Study Considerations

The analytic decisions in the current analyses focused primarily on a subset of decisions at the First Level GLM model and its impact on estimates and supra/sub-threshold masks. As a result, other decisions were not considered that may arise at the preprocessing (Li et al., 2021), assumed hemodynamic response function (Kao et al., 2013; Lindquist et al., 2009), cardiac and respiratory correction (Allen et al., 2022; Birn et al., 2006), and the effects of different methods of signal distortion correction (Montez et al., 2023). Furthermore, we focused on voxelwise estimates of reliability which are typically noisier than a priori anatomical regions. It is unclear how much interpretation would change if ICC estimates were compared across variable parcellations. Nevertheless, we shared all aggregate maps for the three samples and the preprocessed data for the MLS/AHRB samples to facilitate reanalysis.

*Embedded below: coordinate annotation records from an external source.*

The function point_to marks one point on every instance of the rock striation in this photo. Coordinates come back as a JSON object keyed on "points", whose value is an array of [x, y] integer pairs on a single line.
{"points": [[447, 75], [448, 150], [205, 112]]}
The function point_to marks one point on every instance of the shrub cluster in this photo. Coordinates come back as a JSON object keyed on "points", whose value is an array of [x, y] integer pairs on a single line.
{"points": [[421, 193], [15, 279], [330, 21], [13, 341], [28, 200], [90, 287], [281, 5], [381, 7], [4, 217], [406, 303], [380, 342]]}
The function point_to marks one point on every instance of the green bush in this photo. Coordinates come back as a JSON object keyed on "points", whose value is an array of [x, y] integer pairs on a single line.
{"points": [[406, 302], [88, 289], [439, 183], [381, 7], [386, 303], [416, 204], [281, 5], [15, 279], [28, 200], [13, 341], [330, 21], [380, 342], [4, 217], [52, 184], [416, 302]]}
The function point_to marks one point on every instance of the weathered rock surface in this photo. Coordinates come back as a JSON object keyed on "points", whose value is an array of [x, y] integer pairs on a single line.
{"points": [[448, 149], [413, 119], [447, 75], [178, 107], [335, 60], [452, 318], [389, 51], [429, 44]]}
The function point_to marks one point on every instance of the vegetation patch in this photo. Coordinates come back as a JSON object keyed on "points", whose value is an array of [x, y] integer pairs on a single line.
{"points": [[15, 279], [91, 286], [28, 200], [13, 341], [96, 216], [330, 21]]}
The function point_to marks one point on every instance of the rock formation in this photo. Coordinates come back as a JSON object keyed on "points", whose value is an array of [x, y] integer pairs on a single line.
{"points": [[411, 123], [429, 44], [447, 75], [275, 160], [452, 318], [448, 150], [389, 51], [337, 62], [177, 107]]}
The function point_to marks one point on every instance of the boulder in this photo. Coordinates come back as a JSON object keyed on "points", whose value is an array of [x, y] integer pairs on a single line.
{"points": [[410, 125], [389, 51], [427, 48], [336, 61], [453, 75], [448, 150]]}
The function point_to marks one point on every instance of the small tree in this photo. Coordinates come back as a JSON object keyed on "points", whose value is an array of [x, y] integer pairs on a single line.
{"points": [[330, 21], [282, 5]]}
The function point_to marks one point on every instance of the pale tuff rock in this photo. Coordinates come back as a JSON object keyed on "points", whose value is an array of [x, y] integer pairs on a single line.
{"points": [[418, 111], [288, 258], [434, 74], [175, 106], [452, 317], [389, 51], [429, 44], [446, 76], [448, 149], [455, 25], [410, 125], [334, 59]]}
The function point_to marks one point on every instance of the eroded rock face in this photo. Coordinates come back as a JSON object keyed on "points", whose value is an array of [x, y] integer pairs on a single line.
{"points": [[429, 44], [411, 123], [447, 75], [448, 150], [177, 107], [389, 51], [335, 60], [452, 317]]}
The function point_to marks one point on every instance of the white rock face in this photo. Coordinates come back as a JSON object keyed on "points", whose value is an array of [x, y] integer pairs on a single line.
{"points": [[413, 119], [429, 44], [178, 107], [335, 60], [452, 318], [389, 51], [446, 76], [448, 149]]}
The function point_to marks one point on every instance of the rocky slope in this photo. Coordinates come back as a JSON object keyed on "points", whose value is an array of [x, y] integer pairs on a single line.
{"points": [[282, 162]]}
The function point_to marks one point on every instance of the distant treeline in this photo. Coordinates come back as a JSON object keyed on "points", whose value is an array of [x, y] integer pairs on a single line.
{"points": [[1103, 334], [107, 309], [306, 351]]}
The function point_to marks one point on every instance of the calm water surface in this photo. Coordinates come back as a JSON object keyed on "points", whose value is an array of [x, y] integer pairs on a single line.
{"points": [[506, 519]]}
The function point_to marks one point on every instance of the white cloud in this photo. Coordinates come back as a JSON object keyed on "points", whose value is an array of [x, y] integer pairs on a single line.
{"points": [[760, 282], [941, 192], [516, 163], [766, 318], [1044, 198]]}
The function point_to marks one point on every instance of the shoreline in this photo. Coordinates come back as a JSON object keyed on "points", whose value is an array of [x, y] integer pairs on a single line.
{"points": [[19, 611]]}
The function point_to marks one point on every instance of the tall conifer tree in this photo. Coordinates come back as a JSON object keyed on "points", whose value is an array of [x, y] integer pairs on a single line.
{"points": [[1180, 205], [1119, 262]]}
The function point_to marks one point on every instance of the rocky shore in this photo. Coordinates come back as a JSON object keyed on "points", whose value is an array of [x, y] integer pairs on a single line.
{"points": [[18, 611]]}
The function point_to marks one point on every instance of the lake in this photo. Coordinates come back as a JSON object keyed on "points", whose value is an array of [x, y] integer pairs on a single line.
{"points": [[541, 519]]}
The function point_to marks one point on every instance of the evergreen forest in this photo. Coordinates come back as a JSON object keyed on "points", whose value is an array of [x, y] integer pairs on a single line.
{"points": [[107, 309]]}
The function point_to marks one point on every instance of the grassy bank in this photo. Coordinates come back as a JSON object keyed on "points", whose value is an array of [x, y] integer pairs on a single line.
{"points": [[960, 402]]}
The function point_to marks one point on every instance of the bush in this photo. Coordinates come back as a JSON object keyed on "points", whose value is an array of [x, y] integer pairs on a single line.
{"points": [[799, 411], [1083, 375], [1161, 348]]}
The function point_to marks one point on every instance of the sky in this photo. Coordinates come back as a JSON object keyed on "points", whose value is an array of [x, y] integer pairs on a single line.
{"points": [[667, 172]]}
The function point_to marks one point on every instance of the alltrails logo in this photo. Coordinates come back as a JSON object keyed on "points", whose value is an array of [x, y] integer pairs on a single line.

The results provide a comprehensive overview of individual and group reliability estimates for the modified version of the MID task, but it is challenging to infer how reflective these results are of alternate MID designs and different reward tasks. Based on prior reports of low test-retest reliabilities in task fMR, if a sufficient sample size is used, we suspect that results may be comparable to other MID and reward task designs. Future research should consider how reliability estimates change as a function of modeling decisions in different task paradigms.

Conclusion

With the increasing interest in test-retest reliability in task fMRI and methods for improving reliability estimates of BOLD, the current study evaluated which decisions at the GLM model improved group and individual reliability estimates of reliability. In general, the findings illustrate that the MID task group activation maps are more reliable than individual maps across testing occasions and independent samples. Across group and individual models, between-session estimates are consistently higher than between-run estimates of reliability. Furthermore, estimates of reliability were more variable at the median fMRI sample size and stabilized with N. While individual estimates of reliability are low (ICC[3,1]), contrasts and model parameterization meaningfully improved test-retest reliability. However, the improvement in reliability came at the cost of interpretability and may be region specific in the current version of the MID task. This underscores the importance of evaluating reliability in larger samples sizes and ensuring improved estimates reflect the neural processes of interest. While Model Parameterization and Contrast selection had the largest impact on voxelwise ICCs, further work is needed to expand on these findings by evaluating alternative brain regions and analytic decisions that may result in improved test-retest reliability that may be meaningful in individual differences research.

Supplementary Material

Supplement 1
media-1.pdf (3.8MB, pdf)

Acknowledgements

MID is funded by the Ruth L. Kirschstein Postdoctoral Individual National Research Service Award through the National Institute on Drug Abuse (F32 DA055334-01A1). RAP is supported by the National Institute of Mental Health (R01MH117772 and R01MH130898). Thanks to Dr. Daniel Keating for agreeing to share the Adolescent Health Risk Behavior (AHRB; R01HD075806) study data and to Dr. Mary Heitzeg for agreeing to share the Michigan Longitudinal Study (MLS; R01HD075806) data for this project. The authors would also like to thank the research participants and staff involved in data collection of the Adolescent Brain Cognitive Development (ABCD) Study data. The ABCD Study is a multisite, longitudinal study designed to recruit more than 10,000 children ages 9 and 10 and follow them over 10 years into early adulthood. The ABCD Study is supported by the National Institutes of Health (NIH) and additional federal partners under award numbers U01DA041048, U01DA050989, U01DA051016, U01DA041022, U01DA051018, U01DA051037, U01DA050987, U01DA041174, U01DA041106, U01DA041117, U01DA041028, U01DA041134, U01DA050988, U01DA051039, U01DA041156, U01DA041025, U01DA041120, U01DA051038, U01DA041148, U01DA041093, U01DA041089, U24DA041123, and U24DA041147. The list of supporters is available at https://abcdstudy.org/federal-partners.html. The list of participating sites and study investigators is available at https://abcdstudy.org/study-sites/.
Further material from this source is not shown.